Que se passe-t-il dans l’un des plus importants organismes de recherche français, l’Institut national de recherche en sciences et technologies du numérique (Inria), placé sous la double tutelle du ministère de l’enseignement supérieur et de la recherche et de celui de l’économie ?
Côté face, tout va bien pour ses 4 500 scientifiques répartis sur neuf centres, rémunérés par l’organisme ou ses partenaires. Budget 2023 en hausse de 47 % par rapport à celui de 2018. Des recrutements de chercheurs doublés depuis deux ans. Des partenariats nombreux avec des entreprises françaises comme La Poste, Orange, Atos, Naval Group, Dassault Systèmes. Un rôle central dans divers plans de relance en santé numérique, information quantique, intelligence artificielle…
Côté pile, le tableau est tout autre. Deux pétitions contre la direction, dont la dernière, lancée le 24 janvier, décrit un « institut malmené par sa direction et [qui] souffre de dysfonctionnements totalement inédits par leur ampleur et leur multiplicité ». Avec des en-têtes cinglants qui résument l’étendue d’un malaise persistant – « science maltraitée », « administration en souffrance », « instances malmenées », « organisation en déshérence » ou encore « institut en péril » –, elle a déjà été signée par plus de 430 personnes en interne, dont environ un quart des chercheurs employés directement par l’Inria.
L’inspection du travail a été saisie pour diverses situations de risques psychosociaux, impliquant des personnels administratifs et, fait plus rare, de recherche. Le médecin du travail coordinateur a démissionné en juin 2022 et n’a toujours pas été remplacé. Un conflit ouvert perdure depuis plusieurs mois entre la direction et l’une des instances indépendantes et paritaires de l’organisme, la commission d’évaluation (CE).
Témoignages anonymes
Cette dichotomie se retrouve dans la vingtaine de témoignages recueillis par Le Monde, dans plus de la moitié des centres Inria. Les tenants des positions les plus opposées se rejettent ainsi l’accusation de « nuire à l’image de l’organisme ». La plupart refusent de s’exprimer nommément pour ne pas envenimer la situation par de la personnalisation, ou par crainte de représailles internes. « On a la trouille », dit même un représentant du personnel, élu syndical, pourtant « protégé ».

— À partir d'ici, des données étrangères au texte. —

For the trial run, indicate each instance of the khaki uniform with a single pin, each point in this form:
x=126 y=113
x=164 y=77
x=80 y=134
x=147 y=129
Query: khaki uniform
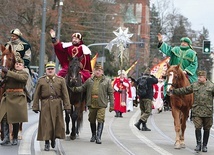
x=14 y=101
x=53 y=94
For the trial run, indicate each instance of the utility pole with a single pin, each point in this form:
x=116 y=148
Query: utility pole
x=42 y=40
x=59 y=29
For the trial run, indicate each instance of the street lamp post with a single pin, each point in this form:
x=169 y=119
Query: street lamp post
x=59 y=29
x=42 y=40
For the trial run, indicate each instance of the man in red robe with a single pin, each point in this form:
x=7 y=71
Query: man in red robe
x=122 y=91
x=66 y=51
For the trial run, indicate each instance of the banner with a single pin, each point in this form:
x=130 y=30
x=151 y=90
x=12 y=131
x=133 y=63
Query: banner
x=93 y=61
x=132 y=66
x=160 y=69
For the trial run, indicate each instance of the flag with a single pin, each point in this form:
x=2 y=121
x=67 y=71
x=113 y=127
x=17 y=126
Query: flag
x=93 y=61
x=159 y=69
x=132 y=66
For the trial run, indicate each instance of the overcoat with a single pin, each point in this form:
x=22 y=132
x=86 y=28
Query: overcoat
x=51 y=98
x=14 y=103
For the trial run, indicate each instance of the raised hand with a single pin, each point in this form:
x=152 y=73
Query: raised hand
x=160 y=38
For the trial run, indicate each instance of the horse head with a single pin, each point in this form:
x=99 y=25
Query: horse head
x=74 y=71
x=175 y=77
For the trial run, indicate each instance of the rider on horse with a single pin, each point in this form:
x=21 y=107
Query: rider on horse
x=65 y=51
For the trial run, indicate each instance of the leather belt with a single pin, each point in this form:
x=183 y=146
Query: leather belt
x=51 y=97
x=94 y=96
x=14 y=90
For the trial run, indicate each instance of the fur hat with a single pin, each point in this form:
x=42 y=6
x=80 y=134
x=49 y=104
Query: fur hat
x=50 y=64
x=123 y=72
x=77 y=35
x=16 y=32
x=20 y=60
x=202 y=73
x=98 y=66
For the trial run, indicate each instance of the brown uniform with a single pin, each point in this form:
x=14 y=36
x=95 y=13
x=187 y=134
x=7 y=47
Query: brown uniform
x=53 y=94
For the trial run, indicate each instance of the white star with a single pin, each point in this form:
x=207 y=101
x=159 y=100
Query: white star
x=122 y=38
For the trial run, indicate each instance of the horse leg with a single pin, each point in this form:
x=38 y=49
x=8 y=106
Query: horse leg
x=176 y=116
x=74 y=119
x=20 y=131
x=67 y=121
x=183 y=127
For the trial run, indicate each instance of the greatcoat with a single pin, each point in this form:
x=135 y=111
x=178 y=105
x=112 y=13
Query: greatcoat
x=14 y=103
x=51 y=98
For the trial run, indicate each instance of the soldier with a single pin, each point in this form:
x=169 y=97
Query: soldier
x=146 y=101
x=51 y=90
x=13 y=105
x=99 y=93
x=202 y=108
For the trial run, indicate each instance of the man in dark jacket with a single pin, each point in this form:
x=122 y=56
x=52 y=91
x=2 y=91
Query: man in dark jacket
x=146 y=101
x=202 y=108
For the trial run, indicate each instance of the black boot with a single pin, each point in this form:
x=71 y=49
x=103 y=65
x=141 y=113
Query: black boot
x=93 y=131
x=144 y=128
x=198 y=139
x=5 y=128
x=205 y=140
x=120 y=114
x=53 y=143
x=15 y=133
x=117 y=114
x=99 y=133
x=47 y=145
x=138 y=124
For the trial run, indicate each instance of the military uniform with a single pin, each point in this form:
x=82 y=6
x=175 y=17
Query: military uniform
x=13 y=105
x=99 y=92
x=50 y=99
x=202 y=108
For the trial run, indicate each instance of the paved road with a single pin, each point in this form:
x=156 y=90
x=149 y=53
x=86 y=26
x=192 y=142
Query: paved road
x=120 y=137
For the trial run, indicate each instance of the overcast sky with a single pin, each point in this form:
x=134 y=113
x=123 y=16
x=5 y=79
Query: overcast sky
x=199 y=13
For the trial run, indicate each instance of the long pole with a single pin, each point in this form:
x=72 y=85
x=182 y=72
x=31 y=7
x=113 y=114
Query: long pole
x=42 y=40
x=59 y=29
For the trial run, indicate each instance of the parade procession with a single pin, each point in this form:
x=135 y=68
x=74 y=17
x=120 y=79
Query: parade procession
x=106 y=77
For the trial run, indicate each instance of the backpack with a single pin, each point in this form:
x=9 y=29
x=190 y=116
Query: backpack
x=142 y=87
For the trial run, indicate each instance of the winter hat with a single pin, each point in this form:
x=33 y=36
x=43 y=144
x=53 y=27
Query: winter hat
x=16 y=32
x=187 y=40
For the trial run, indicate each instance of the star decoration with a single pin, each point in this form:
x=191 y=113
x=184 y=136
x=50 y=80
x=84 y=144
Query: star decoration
x=122 y=38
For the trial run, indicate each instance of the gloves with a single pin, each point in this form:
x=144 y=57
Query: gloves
x=36 y=111
x=111 y=109
x=119 y=91
x=4 y=69
x=68 y=111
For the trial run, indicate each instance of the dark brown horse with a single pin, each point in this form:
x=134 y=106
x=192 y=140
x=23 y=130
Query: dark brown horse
x=7 y=60
x=180 y=104
x=73 y=79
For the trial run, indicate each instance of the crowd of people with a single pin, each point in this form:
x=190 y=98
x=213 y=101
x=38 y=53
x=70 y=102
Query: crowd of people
x=121 y=95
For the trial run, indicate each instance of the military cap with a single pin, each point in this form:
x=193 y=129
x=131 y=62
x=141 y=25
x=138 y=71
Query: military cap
x=50 y=64
x=77 y=35
x=187 y=40
x=147 y=71
x=16 y=32
x=202 y=73
x=98 y=66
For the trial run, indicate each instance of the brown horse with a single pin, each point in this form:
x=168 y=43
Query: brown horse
x=180 y=104
x=7 y=60
x=73 y=79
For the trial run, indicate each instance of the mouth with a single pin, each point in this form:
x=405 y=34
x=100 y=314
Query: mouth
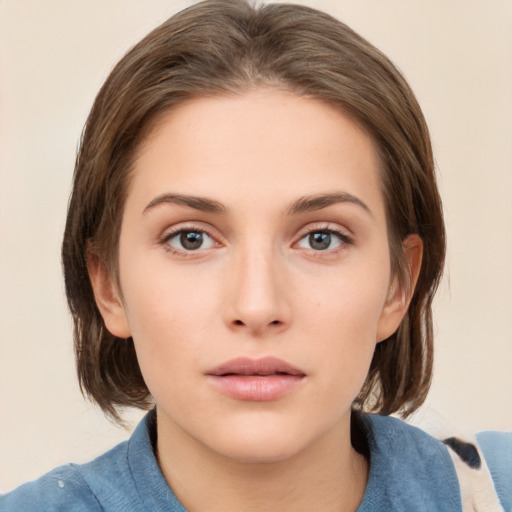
x=257 y=380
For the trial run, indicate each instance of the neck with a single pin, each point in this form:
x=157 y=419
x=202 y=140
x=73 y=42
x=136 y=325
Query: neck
x=328 y=475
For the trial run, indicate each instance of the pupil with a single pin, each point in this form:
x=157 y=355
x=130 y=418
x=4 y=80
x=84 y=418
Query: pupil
x=191 y=240
x=320 y=241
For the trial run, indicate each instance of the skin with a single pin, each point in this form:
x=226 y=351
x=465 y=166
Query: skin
x=256 y=287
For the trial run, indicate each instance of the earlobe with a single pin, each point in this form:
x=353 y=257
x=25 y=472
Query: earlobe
x=400 y=294
x=107 y=297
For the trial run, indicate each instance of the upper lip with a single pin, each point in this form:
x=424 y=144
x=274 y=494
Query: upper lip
x=263 y=366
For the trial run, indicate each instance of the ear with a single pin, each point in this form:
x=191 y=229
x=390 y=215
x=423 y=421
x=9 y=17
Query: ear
x=400 y=295
x=107 y=297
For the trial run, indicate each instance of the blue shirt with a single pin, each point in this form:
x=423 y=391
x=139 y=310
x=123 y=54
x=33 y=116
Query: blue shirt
x=409 y=471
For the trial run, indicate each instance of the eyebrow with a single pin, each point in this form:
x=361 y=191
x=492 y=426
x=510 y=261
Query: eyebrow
x=319 y=201
x=197 y=203
x=302 y=205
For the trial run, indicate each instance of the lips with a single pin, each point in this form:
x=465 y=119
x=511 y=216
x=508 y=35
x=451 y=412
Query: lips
x=259 y=380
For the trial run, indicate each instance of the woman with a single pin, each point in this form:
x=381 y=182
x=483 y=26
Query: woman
x=252 y=247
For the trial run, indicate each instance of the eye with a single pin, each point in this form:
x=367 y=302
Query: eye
x=323 y=240
x=190 y=240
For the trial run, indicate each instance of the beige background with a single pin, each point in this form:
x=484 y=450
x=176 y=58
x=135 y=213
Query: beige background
x=54 y=55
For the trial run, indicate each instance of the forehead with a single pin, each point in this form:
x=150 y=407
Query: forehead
x=259 y=146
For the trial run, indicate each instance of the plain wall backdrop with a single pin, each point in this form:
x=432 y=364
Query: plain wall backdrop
x=55 y=54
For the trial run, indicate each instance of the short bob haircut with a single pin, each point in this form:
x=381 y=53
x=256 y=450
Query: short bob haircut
x=228 y=47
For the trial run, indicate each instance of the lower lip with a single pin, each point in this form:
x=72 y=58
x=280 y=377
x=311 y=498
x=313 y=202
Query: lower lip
x=256 y=388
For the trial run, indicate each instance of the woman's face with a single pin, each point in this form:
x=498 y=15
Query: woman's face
x=254 y=272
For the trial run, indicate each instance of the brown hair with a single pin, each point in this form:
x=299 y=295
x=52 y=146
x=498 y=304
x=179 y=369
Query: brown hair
x=225 y=47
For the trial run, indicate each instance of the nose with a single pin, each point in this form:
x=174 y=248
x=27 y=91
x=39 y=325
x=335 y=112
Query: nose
x=258 y=295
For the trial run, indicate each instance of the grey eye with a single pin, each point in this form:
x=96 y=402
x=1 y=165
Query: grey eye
x=321 y=240
x=191 y=240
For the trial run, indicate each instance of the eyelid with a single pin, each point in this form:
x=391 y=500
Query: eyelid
x=344 y=234
x=175 y=230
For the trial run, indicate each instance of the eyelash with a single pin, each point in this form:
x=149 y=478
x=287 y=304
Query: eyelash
x=166 y=239
x=343 y=238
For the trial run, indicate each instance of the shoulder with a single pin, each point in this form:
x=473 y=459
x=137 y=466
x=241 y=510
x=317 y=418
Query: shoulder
x=409 y=469
x=477 y=470
x=63 y=489
x=72 y=487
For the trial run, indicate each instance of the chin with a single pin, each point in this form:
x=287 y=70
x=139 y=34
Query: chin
x=263 y=445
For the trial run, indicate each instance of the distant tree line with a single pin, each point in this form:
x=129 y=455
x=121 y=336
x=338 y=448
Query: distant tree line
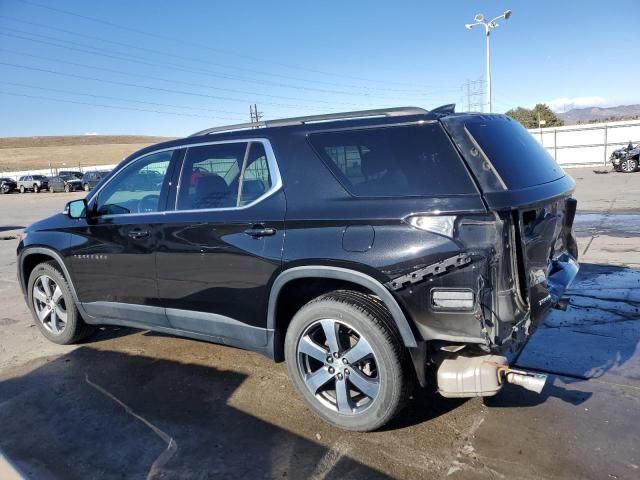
x=540 y=115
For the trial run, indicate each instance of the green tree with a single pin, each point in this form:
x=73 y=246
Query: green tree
x=524 y=116
x=540 y=113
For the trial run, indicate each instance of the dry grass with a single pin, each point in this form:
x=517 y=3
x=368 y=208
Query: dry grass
x=26 y=153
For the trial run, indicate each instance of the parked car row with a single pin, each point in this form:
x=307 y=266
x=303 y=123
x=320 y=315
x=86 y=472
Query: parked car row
x=65 y=181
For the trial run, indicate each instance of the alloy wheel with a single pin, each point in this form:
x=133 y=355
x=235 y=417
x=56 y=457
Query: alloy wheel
x=49 y=304
x=628 y=165
x=338 y=366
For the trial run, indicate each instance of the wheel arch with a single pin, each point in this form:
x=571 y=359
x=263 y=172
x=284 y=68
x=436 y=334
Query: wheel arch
x=343 y=275
x=30 y=257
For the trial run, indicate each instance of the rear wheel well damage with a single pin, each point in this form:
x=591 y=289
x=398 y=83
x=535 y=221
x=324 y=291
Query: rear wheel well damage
x=288 y=297
x=30 y=262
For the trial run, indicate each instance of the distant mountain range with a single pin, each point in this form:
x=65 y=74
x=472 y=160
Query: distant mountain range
x=600 y=114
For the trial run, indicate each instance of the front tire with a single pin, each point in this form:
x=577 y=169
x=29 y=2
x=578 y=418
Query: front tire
x=346 y=360
x=629 y=165
x=53 y=308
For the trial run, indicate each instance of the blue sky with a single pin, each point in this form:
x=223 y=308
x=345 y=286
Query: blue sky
x=171 y=68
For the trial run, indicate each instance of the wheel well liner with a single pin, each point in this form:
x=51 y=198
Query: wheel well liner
x=346 y=275
x=32 y=256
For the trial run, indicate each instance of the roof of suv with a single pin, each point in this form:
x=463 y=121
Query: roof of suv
x=362 y=118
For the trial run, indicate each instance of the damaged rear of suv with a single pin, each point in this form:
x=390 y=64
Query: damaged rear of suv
x=364 y=248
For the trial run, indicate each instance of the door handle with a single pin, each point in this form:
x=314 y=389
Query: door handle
x=137 y=233
x=257 y=231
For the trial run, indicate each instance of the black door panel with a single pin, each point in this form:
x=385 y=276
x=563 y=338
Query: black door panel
x=208 y=263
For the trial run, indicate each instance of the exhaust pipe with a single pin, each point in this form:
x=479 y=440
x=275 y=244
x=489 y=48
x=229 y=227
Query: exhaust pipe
x=533 y=382
x=483 y=376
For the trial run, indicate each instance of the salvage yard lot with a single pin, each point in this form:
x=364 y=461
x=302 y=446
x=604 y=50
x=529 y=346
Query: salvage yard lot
x=135 y=404
x=68 y=152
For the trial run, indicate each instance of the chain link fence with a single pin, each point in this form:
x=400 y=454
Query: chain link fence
x=590 y=144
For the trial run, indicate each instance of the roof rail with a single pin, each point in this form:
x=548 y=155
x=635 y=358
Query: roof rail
x=382 y=112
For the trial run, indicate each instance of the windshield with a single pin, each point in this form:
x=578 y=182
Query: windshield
x=519 y=159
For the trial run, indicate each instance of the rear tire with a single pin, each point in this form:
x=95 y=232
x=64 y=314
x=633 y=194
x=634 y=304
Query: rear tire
x=366 y=381
x=52 y=306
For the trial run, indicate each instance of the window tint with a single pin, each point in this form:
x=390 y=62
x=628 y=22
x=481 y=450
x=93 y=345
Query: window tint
x=212 y=174
x=256 y=179
x=137 y=188
x=518 y=157
x=394 y=161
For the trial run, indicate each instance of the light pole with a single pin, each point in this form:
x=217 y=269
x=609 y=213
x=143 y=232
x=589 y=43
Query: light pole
x=488 y=26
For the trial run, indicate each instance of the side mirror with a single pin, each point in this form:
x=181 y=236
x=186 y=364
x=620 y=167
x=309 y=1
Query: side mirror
x=76 y=209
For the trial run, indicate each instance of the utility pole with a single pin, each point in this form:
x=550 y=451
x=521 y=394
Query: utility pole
x=254 y=113
x=488 y=27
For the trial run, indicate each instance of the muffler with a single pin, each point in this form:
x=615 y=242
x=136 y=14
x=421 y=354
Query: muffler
x=483 y=376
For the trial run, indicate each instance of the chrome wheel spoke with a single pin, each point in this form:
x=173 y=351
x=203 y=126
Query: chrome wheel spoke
x=43 y=313
x=311 y=348
x=53 y=322
x=368 y=386
x=46 y=285
x=330 y=329
x=57 y=294
x=62 y=314
x=317 y=379
x=359 y=351
x=39 y=294
x=343 y=401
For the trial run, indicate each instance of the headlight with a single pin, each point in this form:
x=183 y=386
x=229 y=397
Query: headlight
x=440 y=224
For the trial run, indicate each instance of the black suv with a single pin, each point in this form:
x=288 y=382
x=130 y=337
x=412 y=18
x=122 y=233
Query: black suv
x=366 y=249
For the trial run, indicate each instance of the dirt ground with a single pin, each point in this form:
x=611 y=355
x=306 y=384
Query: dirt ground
x=136 y=404
x=68 y=152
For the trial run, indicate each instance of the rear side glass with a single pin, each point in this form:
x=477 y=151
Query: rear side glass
x=210 y=176
x=416 y=160
x=519 y=159
x=256 y=180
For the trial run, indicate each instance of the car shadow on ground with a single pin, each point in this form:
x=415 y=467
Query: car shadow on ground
x=105 y=414
x=595 y=338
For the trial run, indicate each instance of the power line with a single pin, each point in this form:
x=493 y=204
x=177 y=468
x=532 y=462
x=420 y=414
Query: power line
x=129 y=100
x=147 y=87
x=151 y=77
x=38 y=97
x=222 y=75
x=139 y=60
x=199 y=45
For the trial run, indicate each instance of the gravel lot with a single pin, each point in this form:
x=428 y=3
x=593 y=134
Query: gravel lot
x=132 y=404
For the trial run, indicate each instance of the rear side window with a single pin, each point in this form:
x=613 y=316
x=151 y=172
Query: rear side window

Un des initiateurs de la pétition, en région parisienne, juge « la défiance irréversible avec la direction »
Un des initiateurs de la pétition, en région parisienne, juge « la défiance irréversible avec la direction ». « Quel que soit l’endroit où l’on regarde, rien ne va : politique scientifique, management, organisation, budget… », ajoute-t-il. Et, assez abattu, lâche : « On ne retrouve plus l’Inria qu’on a aimé. » Plusieurs témoins ont indiqué « être prêts à partir s’ils pouvaient ». Au contraire, d’autres dédramatisent. « On a mieux à faire que de perdre du temps à discuter de ces bêtises », regrette un émérite de l’Inria. « J’entends des craintes mais je ne les comprends pas. On continue les recherches comme avant, mais on fait aussi plus de choses. S’il y avait des baisses de moyens ou si on décidait d’arrêter l’informatique comme certains le disent, je protesterais », affirme Eric Fleury, directeur du centre Inria de Paris.